Based on guideline suggested by Johnston et. al., mutations from nucleotides 1 to 1997 as well as after nucleotide 3481 of the open reading frame cause GCPS, whereas mutations from nucleotides 1998 to 3481 generate primarily PHS. Phenotypic variability is reported among GCPS but there is no correlation for the position of mutation and severity of phenotype within GCPS. One study suggests that the 3′ frameshifting GCPS mutations may cause hypertelorism less often than 5′ frameshifting mutations (Johnston et al., 2005).

This frameshift mutation introduces a premature stop codon within its N-terminal repressor domain which causes the truncation of the GLI3 protein synthesis. Due to this truncation, the mutant proteins lack all downstream functionally important domains, including highly conserved zinc-finger domain (ZFD) (which is crucial for DNA binding capacity in a sequence-specific manner), cleavage site, CBP-binding module and C-terminal transactivation domain (Ruppert et al., 1988, Krauß et al., 2009, Vortkamp et al., 1995).

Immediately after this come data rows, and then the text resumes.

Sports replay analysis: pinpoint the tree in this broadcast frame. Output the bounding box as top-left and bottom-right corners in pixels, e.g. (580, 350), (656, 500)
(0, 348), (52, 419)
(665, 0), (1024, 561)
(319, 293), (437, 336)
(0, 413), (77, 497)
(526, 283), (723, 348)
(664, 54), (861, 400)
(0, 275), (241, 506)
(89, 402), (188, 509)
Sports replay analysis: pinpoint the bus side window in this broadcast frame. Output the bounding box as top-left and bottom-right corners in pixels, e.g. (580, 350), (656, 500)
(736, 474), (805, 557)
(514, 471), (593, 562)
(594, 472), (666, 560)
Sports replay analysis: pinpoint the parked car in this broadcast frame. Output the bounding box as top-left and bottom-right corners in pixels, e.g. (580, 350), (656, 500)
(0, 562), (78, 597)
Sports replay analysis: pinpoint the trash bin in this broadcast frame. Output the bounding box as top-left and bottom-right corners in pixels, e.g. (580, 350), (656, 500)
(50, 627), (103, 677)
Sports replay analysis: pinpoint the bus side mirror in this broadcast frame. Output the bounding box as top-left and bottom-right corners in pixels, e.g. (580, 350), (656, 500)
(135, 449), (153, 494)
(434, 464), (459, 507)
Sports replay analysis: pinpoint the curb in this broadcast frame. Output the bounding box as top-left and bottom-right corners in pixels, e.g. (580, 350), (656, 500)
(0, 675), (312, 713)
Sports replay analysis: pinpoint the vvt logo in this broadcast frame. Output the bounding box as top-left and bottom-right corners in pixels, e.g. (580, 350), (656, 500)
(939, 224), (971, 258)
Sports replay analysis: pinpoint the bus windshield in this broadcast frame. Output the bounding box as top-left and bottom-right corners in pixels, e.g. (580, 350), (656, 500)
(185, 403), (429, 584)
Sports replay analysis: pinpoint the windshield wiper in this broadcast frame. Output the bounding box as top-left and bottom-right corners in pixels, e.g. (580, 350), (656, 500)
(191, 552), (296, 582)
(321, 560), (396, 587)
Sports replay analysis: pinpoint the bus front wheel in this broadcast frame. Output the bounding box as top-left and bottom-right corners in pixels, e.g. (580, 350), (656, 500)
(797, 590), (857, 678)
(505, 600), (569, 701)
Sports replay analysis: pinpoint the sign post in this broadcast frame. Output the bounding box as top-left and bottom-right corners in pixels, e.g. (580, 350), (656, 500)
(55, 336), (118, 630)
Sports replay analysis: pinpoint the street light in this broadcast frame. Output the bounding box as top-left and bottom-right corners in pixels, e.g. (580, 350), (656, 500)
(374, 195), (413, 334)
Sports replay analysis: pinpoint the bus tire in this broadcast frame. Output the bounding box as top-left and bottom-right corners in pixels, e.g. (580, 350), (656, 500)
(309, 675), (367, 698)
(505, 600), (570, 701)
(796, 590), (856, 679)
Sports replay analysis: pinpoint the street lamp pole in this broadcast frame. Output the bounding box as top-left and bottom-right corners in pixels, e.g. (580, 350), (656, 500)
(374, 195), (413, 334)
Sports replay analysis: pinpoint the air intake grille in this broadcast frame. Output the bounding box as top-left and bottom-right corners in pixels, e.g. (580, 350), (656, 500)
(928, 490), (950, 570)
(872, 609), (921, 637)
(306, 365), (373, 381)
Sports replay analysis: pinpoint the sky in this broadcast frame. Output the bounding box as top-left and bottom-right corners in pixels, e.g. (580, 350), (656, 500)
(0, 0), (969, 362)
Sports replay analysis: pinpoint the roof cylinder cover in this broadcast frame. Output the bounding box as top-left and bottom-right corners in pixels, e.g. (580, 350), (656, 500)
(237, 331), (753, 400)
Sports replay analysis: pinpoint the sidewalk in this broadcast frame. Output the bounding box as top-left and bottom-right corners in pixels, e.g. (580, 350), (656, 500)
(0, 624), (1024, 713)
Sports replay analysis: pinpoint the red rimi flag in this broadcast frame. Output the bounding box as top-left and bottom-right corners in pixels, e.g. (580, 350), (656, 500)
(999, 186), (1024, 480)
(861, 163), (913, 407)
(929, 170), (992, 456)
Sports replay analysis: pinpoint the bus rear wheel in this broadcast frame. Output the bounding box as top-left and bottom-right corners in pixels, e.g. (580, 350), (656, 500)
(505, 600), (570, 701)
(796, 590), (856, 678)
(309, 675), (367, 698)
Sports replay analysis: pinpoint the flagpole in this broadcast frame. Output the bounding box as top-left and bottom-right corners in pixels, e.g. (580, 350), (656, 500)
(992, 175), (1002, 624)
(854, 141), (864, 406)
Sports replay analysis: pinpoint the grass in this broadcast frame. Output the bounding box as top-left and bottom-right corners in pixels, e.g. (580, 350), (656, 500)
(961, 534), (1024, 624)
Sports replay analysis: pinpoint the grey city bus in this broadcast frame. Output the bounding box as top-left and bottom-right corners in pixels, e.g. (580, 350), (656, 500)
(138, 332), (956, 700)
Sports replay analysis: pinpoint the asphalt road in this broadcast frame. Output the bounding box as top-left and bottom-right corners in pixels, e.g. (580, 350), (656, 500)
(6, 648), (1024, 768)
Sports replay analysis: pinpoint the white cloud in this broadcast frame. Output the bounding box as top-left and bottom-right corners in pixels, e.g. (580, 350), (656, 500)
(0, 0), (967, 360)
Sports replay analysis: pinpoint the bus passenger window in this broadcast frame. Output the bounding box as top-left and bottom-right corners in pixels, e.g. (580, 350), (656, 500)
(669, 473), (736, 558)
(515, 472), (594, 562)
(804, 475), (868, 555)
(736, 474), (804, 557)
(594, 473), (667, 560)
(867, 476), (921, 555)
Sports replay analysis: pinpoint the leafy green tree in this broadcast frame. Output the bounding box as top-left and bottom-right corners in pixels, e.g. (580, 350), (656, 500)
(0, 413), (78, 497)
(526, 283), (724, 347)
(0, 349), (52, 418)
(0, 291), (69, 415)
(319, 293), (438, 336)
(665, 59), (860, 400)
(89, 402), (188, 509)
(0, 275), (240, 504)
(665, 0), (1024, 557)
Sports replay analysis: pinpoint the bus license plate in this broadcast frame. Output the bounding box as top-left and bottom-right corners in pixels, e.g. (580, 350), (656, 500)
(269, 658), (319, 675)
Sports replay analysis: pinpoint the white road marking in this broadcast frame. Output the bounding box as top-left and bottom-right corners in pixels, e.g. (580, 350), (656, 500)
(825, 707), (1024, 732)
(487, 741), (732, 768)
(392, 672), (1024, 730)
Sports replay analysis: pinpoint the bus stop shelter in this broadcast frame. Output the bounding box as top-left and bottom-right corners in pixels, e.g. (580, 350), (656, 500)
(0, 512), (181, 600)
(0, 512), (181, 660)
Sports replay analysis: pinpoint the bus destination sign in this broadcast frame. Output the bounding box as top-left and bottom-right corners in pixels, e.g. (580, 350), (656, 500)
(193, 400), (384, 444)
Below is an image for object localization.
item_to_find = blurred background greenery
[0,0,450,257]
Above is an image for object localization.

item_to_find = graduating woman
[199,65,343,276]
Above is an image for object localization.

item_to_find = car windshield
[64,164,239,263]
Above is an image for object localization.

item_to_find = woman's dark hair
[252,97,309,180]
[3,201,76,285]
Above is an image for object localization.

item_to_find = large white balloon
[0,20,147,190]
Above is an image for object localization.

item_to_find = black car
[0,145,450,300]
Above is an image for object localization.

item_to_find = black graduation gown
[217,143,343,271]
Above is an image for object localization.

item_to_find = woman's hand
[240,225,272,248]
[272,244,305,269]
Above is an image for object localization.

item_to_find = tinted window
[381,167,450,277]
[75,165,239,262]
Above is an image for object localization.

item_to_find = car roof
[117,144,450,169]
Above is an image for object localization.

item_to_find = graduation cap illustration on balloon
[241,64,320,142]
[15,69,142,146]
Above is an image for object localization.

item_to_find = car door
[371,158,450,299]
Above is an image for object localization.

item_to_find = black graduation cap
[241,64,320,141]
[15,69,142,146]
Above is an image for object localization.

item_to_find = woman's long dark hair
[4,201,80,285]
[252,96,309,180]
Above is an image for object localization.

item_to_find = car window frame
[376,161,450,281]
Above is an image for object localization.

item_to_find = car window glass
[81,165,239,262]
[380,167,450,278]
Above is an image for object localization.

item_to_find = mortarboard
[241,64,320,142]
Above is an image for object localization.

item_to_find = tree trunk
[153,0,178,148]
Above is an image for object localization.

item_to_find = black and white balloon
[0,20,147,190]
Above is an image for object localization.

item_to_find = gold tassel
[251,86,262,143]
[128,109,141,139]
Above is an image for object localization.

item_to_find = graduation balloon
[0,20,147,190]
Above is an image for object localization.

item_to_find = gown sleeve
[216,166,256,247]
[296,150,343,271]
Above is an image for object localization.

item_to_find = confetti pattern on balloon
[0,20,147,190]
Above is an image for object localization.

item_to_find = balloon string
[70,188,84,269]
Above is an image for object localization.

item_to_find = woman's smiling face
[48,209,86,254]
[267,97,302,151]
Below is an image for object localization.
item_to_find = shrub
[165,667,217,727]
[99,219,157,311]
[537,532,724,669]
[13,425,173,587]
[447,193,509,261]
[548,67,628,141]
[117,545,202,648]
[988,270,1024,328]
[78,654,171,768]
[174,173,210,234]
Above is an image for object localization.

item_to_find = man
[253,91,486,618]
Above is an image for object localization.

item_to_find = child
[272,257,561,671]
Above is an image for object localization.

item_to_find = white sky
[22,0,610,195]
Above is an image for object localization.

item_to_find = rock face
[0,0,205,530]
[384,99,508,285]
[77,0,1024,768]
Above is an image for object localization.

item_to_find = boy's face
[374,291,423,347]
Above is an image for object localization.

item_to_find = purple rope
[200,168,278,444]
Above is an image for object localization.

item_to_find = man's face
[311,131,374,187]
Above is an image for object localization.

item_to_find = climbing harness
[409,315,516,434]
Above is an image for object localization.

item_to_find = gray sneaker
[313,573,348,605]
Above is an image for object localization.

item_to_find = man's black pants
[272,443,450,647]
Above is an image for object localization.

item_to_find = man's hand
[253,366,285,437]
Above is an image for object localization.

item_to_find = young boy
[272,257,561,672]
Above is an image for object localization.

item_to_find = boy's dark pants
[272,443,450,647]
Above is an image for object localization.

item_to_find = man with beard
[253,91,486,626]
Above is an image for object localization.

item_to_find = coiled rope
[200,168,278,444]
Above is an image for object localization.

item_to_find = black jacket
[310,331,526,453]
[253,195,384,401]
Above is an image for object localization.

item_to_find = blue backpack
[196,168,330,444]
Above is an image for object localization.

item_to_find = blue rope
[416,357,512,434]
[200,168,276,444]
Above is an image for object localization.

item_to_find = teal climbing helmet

According to the previously reported genotype–phenotype correlation for GLI3, truncating mutations (i.e. frameshift and nonsense), those lying in the N-terminal and C-terminal third of the protein result in GCPS due to haploinsufficiency of GLI3, whereas alterations affecting the middle third cause PHS (Johnston et al., 2005, Johnston et al., 2010, Biesecker, 2006). In the present report, the identified novel GLI3 c.750delC mutation that lies in the N-terminal domain of GLI3 protein also causes GCPS, which further support the genotype–phenotype correlation as described by other reports (Jamsheer et al., 2012, Balk and Biesecker, 2008, Johnston et al., 2005). In this family, the truncated GLI3 product may be the direct reason causing the haploinsufficiency for full length GLI3, or the nonsense-mediated decay may lead to its insufficiency which implies that the dose or the ratio of normal to mutated gene product might also have an effect on the phenotype diversity (Pettigrew et al., 1991).